がん検診などを実施する公益財団法人とくしま未来健康づくり機構(徳島市蔵本町1丁目)が新たな乳がんのマンモグラフィー検診車を導入した。徳島県内の乳がん検診受診率は全国でも下位に低迷しているといい、新車両の導入で受診率向上を目指す。

早期の乳がん・大腸がん 10年生存率9割超す

 県総合健診センターを運営する同機構によると、新しい検診車は5・5トントラックがベース。最新鋭の「平面型X線検出器」を搭載している。現在の検診車に比べ、受診者の被曝(ひばく)線量が約3割削減でき、撮影から画像確認までの時間も短縮されるという。整備事業費は5870万円で、競輪とオートレースを手がける公益財団法人JKAから2500万円の補助を受けた。5日にセンターであった披露の式典で、同機構の小泉憲司副理事長は「新しい車でさらなる乳がんの早期発見、早期治療に努めたい」とあいさつした。

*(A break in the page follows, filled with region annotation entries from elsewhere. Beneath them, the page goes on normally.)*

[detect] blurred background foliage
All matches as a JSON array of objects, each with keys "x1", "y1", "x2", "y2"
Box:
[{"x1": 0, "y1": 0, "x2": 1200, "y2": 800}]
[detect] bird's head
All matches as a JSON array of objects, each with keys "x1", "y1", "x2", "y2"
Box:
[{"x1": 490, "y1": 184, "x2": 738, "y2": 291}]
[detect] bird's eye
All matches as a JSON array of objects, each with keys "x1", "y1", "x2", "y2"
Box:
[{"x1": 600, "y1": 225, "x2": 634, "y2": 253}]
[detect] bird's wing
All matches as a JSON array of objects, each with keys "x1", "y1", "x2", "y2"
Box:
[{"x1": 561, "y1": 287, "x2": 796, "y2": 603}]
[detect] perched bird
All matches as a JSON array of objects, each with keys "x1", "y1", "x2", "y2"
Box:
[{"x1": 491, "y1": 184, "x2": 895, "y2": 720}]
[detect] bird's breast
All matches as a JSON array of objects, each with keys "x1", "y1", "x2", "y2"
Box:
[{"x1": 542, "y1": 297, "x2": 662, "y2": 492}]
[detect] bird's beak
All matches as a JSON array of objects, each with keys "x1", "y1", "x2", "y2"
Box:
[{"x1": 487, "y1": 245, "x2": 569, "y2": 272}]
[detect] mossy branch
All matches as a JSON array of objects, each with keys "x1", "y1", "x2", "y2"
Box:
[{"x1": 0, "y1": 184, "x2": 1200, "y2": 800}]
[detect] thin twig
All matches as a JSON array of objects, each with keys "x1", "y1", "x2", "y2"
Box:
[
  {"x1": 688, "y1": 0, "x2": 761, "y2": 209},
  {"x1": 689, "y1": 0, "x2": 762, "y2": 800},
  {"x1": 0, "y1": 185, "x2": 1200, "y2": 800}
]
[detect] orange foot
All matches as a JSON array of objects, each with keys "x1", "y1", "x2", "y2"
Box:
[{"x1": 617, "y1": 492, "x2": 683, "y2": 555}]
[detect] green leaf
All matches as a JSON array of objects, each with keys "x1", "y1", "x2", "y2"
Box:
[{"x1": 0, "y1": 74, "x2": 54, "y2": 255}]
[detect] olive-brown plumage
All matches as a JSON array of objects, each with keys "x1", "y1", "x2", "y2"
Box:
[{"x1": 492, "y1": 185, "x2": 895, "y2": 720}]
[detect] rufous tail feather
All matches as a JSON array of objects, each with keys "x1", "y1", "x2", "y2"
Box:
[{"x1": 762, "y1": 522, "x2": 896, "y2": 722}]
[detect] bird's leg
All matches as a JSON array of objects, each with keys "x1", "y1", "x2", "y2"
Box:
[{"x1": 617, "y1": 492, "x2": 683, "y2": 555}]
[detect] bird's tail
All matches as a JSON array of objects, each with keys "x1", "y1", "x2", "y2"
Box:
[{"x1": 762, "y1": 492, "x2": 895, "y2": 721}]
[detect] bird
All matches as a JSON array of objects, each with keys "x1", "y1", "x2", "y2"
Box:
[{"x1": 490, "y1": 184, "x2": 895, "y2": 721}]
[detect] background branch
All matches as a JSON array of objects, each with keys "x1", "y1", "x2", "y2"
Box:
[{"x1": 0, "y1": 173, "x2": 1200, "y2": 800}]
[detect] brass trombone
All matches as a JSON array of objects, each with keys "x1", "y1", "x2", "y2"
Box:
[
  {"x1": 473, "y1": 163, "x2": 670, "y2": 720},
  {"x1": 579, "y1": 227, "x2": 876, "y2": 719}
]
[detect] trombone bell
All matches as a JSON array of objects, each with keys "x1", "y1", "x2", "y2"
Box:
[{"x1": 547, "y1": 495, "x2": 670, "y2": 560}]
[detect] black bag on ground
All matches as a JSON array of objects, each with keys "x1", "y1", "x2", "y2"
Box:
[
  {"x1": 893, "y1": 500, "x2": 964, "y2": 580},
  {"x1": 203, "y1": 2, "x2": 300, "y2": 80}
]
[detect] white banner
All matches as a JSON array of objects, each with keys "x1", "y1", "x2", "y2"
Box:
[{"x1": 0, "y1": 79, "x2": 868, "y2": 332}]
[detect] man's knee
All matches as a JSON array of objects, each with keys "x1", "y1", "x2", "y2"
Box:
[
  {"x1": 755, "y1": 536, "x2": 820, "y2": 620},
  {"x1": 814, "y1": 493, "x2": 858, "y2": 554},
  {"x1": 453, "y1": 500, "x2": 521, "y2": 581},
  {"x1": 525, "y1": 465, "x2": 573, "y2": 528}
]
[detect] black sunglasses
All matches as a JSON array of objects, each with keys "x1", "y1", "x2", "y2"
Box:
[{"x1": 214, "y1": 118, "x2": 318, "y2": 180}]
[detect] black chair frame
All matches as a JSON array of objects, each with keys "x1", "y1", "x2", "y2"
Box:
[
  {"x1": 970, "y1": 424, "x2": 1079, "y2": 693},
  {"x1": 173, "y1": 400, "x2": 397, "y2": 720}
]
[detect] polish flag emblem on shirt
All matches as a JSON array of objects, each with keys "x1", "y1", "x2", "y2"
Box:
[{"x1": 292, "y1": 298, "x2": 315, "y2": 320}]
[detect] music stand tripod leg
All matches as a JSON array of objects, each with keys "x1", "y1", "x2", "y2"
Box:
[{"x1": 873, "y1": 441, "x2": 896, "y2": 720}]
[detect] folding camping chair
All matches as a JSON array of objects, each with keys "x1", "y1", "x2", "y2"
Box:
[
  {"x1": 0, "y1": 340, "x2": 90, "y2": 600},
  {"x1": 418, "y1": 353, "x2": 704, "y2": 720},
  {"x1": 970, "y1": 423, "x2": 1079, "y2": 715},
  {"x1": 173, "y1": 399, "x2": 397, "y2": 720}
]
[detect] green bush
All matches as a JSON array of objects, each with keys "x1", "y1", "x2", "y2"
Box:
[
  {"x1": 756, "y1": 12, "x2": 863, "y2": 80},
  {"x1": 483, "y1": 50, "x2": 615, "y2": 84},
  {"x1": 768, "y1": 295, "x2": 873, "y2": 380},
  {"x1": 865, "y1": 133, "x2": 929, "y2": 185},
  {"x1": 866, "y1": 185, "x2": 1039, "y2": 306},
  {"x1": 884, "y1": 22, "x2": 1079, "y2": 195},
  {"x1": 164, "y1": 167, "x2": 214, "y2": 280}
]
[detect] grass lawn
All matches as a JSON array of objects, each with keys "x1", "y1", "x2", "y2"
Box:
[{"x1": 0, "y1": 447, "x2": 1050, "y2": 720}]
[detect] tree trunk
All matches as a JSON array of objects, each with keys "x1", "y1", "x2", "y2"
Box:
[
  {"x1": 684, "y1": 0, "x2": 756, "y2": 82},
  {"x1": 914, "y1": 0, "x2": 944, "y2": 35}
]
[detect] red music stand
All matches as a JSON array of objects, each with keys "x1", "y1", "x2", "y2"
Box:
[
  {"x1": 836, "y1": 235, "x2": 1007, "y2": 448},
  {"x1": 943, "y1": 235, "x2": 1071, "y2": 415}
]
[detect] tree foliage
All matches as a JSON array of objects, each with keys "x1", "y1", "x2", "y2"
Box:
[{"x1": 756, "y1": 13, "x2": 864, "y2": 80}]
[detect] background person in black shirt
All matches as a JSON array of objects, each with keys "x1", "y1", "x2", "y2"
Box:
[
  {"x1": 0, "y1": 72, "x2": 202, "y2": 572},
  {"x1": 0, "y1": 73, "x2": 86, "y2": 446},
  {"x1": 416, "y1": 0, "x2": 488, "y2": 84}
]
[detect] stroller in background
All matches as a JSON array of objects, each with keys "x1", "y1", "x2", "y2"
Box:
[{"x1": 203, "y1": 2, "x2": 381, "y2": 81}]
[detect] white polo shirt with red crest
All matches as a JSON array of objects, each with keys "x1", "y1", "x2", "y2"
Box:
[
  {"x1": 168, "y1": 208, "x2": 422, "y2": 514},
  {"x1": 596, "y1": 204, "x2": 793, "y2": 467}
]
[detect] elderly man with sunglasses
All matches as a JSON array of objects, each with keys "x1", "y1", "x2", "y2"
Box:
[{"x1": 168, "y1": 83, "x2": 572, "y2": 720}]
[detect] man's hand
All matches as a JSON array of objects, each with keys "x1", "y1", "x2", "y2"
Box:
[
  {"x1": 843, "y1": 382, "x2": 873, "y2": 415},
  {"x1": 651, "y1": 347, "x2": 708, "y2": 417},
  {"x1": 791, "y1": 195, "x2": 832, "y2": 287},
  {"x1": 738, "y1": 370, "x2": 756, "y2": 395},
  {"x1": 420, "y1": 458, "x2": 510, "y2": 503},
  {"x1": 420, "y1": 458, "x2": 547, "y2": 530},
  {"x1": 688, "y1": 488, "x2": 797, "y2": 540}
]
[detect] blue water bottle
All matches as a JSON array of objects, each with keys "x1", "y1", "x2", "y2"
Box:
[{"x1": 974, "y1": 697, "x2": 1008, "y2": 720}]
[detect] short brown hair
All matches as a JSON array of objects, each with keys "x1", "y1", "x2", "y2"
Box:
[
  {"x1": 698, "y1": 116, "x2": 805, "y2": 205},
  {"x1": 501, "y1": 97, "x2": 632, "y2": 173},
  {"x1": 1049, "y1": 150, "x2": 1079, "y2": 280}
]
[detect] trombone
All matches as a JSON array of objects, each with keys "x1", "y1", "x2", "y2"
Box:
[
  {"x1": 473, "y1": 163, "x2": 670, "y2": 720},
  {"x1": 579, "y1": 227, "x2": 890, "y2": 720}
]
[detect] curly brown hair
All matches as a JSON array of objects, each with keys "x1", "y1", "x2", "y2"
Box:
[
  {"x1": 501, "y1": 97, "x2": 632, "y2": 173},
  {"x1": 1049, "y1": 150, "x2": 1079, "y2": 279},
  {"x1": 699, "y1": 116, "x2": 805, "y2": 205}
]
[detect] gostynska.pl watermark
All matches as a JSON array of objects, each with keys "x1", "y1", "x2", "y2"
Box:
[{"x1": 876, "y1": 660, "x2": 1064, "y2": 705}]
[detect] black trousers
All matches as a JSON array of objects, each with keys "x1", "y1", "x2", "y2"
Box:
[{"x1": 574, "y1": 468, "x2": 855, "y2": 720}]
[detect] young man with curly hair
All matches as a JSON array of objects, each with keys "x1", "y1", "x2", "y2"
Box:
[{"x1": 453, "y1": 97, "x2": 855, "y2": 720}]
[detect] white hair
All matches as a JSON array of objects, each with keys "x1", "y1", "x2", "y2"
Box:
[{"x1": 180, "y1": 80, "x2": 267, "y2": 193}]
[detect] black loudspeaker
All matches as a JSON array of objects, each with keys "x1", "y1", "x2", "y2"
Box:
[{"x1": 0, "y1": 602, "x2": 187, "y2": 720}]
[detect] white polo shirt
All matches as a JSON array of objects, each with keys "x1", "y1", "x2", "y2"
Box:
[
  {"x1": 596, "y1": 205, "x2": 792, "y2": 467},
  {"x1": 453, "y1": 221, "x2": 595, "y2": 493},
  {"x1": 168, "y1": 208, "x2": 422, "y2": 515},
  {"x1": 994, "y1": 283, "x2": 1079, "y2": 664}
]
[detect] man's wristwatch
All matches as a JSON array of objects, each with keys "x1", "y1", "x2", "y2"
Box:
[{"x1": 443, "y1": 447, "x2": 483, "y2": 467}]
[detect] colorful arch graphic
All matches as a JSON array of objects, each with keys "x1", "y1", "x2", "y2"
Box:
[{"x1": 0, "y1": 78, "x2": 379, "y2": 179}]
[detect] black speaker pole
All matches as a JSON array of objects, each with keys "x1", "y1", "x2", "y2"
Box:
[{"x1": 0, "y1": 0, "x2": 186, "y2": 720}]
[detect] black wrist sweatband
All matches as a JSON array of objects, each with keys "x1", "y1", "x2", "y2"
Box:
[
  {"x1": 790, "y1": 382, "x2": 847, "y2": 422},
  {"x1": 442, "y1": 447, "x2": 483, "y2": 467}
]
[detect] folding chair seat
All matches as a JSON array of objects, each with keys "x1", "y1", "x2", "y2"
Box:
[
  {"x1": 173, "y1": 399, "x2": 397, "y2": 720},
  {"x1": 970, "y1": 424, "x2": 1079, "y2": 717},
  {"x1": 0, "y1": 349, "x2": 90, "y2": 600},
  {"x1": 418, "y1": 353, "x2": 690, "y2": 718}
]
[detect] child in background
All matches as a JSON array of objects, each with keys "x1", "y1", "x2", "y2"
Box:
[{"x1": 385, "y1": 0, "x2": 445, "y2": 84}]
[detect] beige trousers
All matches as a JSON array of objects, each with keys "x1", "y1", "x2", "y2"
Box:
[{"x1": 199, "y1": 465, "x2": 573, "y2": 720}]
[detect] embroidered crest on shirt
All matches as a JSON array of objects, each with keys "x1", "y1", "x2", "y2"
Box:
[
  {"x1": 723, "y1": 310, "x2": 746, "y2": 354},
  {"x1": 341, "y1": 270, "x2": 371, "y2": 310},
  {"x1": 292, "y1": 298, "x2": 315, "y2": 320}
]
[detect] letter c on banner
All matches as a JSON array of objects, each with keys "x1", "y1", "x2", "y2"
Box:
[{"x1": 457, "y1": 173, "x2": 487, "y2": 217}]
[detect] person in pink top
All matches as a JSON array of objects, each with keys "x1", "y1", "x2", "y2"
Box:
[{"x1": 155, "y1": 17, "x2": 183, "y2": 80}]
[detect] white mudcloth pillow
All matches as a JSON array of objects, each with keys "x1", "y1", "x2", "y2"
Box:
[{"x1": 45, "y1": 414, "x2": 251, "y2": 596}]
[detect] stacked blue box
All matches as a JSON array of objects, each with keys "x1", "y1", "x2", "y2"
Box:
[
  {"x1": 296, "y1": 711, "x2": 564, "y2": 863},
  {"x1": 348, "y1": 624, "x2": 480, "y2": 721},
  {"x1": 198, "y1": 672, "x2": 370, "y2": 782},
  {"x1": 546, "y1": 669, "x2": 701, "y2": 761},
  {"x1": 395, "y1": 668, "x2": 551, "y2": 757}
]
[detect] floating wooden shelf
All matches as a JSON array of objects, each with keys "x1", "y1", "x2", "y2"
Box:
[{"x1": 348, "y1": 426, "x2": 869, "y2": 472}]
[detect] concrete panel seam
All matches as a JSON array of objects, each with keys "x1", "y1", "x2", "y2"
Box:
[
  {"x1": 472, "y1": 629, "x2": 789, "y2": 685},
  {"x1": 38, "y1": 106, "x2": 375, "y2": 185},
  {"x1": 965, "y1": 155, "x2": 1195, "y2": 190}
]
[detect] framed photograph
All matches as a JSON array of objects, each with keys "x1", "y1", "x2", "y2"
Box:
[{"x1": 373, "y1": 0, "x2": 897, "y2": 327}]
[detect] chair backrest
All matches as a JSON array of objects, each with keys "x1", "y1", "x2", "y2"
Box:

 同機構によると、現在の検診車は導入後15年が経過したため更新した。県内では唯一の乳がんの検診車で、県南部と西部などの中山間地を年間約150カ所回っている。2016年度の受診者は4607人にのぼった。検診車による検診を含む市町村実施の集団検診は1万5485人が受診したという。

 厚生労働省の抽出調査によると、同年度の県内の乳がん検診の受診率は33・8%で、全国の都道府県で33位だった。